5

To preface, I am a beginner with regex. I have a string that looks something like:

     my_folder/foo.xml::someextracontent
     my_folder/foo.xml::someextracontent
     another_folder/foo.xml::someextracontent
     my_folder/bar.xml::someextracontent
     my_folder/bar.xml::someextracontent
     my_folder/hello.xml::someextracontent

I want to return unique XML files which are part of my_folder. So the regex will return:

my_folder/foo.xml
my_folder/bar.xml
my_folder/hello.xml

I've taken a look at Extract All Unique Lines which is close to what I need but I am not sure where to go from there.

The closest attempt I got was (?sm)(my_folder\/.*?.xml)(?=.*\1) which gets all the duplicates but I want the opposite, so I tried doing a negative lookahead instead (?sm)(my_folder\/.*?.xml)(?!.*\1) but the capture groups are totally wrong.

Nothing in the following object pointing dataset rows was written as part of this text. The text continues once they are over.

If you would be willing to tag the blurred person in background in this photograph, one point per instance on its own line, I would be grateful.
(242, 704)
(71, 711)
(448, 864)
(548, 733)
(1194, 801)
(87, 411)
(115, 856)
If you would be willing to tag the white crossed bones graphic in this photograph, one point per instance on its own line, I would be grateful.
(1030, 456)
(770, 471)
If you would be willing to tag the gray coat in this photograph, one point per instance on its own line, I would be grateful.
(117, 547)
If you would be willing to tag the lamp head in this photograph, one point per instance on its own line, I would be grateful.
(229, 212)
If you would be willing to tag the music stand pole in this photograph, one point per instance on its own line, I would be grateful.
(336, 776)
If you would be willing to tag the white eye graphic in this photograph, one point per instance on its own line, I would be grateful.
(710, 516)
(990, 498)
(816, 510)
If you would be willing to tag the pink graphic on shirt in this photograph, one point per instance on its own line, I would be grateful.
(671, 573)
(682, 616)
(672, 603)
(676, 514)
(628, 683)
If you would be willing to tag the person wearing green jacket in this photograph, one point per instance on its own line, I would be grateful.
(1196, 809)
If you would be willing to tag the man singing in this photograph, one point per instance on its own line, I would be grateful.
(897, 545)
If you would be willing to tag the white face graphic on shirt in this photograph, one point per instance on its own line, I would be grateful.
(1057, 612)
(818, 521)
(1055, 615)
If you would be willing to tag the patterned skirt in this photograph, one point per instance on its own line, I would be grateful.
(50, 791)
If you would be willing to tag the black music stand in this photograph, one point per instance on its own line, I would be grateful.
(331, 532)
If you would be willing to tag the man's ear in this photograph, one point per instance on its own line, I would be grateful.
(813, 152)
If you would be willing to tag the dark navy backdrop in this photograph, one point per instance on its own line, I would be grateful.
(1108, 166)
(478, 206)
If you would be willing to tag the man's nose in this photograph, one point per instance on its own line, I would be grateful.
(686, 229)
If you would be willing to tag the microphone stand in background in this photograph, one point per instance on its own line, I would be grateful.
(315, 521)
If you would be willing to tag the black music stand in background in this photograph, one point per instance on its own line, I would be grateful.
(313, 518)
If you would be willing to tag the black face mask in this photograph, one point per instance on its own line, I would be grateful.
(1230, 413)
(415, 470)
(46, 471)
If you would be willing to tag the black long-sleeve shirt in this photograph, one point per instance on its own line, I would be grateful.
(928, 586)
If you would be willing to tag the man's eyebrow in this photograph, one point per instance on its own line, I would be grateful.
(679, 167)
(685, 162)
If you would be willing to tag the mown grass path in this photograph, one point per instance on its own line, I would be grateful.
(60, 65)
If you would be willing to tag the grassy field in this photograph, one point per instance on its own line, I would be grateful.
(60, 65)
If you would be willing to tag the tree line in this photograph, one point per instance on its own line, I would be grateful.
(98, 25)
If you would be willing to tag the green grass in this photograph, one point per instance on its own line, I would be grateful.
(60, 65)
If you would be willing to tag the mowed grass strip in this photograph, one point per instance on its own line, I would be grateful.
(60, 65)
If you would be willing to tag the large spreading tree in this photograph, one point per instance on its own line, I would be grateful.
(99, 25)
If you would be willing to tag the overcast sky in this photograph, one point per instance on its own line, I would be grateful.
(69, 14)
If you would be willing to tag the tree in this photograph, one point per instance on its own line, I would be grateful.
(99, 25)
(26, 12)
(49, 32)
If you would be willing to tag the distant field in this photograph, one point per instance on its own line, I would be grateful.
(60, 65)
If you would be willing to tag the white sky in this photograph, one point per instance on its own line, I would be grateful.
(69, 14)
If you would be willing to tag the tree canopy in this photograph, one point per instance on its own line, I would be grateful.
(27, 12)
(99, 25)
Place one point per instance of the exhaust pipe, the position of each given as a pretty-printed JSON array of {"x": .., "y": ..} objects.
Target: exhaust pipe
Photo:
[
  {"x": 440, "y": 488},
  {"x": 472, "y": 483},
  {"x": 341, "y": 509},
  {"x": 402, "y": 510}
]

What am I missing here in my regex? Here's link to the regex: https://regex101.com/r/ggY2RB/1

sudomodo
  • 51
  • 2
  • 2
    Welcome to SO! Good question, although such a task might be better done with `uniq` or another utility. Would you be open to non-regex solutions? – ggorlen Apr 12 '19 at 01:20
  • Thanks for your suggestion! Unfortunately this is done in java so I can’t do that. I’ve updated the tags to reflect this. I was just wondering if there’s a solution using regex only. Otherwise I can just grab all file names and throw them in a Set – sudomodo Apr 12 '19 at 01:43
  • 3
    If you're using Java, just use a `HashSet`. I bet it's faster than regex. – ggorlen Apr 12 '19 at 01:45

2 Answers2

1

This RegEx might help you to find the unique strings that you might be looking for:

/(\w+\/\w+\.xml)(?![\s\S]*\1)/s

enter image description here

If you only wish to match my_folder, you might try this:

 /(\my_folder\/\w+\.xml)(?![\s\S]*\1)/s

enter image description here

Emma
  • 27,428
  • 11
  • 44
  • 69
1

Instead of using a positive lookahead (?=, to get the unique strings you could use a negative lookahead (?! to assert what is on the right is not what you have captured in group 1.

In your pattern you are using making the dot match a newline using (?s)and use a non greedy dot start .*? but you might also use a negated character class matching not a newline or a forward slash.

If the folder can also contain nested folders, you might use a pattern that repeats 0+ times 1+ whitespace chars followed by a forward slash.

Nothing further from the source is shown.